Turner Construction Vice President Attilio Rivetti who compiled the BCI, said in a prepared statement that competition among trade contractors has increased in many markets, as contractors try to nail down work amid uncertainty about future opportunities.
He added that the third quarter will likely “more clearly define the fluctuation of escalation of cost in the construction industry.” On its own, this data point might be encouraging for commercial real estate developers, but in a wider context it could generate more confusion than optimism.
Recent pandemic-driven reports from multiple entities have tried to make sense of a rapidly evolving situation, and this outlook from Turner Construction bucks the trend.

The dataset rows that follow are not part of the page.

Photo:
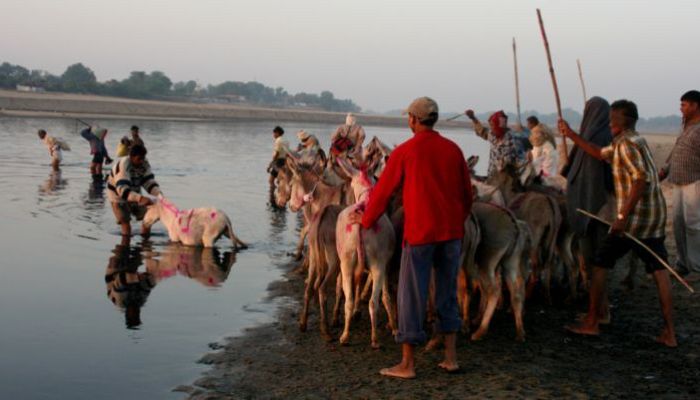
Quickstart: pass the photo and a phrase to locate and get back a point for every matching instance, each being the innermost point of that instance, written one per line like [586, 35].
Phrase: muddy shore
[276, 361]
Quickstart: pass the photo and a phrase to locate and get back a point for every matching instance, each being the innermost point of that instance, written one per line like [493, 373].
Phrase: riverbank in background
[65, 105]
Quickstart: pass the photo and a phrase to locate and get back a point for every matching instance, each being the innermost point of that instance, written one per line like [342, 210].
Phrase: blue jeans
[414, 278]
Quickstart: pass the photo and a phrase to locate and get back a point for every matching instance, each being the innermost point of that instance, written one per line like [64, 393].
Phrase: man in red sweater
[437, 196]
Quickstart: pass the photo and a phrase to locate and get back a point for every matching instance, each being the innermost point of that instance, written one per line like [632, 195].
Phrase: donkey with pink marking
[360, 248]
[194, 227]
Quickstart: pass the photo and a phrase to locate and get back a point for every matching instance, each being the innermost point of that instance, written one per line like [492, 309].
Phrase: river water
[61, 334]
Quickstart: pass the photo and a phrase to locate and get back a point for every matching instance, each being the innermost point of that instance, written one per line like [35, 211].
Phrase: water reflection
[129, 285]
[207, 266]
[127, 288]
[54, 184]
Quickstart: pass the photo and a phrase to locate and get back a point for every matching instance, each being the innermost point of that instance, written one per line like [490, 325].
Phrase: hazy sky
[380, 53]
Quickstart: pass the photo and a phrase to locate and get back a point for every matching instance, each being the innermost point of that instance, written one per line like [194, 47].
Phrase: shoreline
[275, 360]
[65, 105]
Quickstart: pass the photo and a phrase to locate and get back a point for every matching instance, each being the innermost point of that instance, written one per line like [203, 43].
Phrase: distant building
[25, 88]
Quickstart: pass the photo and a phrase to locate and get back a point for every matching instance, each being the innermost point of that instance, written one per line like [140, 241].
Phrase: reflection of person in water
[205, 265]
[128, 288]
[53, 184]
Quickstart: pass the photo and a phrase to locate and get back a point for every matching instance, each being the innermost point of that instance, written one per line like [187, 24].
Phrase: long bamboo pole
[583, 85]
[517, 82]
[645, 247]
[554, 81]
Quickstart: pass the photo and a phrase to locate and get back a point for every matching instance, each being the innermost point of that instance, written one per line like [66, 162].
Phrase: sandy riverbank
[277, 361]
[65, 105]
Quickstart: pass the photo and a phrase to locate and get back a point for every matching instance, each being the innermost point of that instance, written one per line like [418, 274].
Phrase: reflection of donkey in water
[194, 227]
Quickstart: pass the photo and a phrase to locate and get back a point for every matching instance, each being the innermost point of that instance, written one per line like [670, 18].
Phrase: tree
[12, 75]
[79, 78]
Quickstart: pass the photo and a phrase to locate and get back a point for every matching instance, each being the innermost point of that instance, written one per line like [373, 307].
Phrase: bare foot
[449, 366]
[667, 339]
[602, 320]
[583, 328]
[399, 371]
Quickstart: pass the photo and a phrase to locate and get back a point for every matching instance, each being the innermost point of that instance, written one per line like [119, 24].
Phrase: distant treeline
[78, 78]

In late March, a special report from the American Institute of Architects found that about two-thirds of architecture firms surveyed had already seen prospective projects slow or stop. The group’s chief economist told Commercial Property Executive that construction would probably fall through the second half of 2020, and into 2021.
The following month, a report from Marcus & Millichap—part of a series of reports on commercial real estate in the pandemic—predicted a possible rise in construction costs in tandem with multiple projects being delayed, perhaps indefinitely. Also in April, Gordian predicted that construction costs, which had risen nationally by 2 percent in 2019, would increase further this year, driven by labor and materials costs, and, to a lesser extent, tariffs.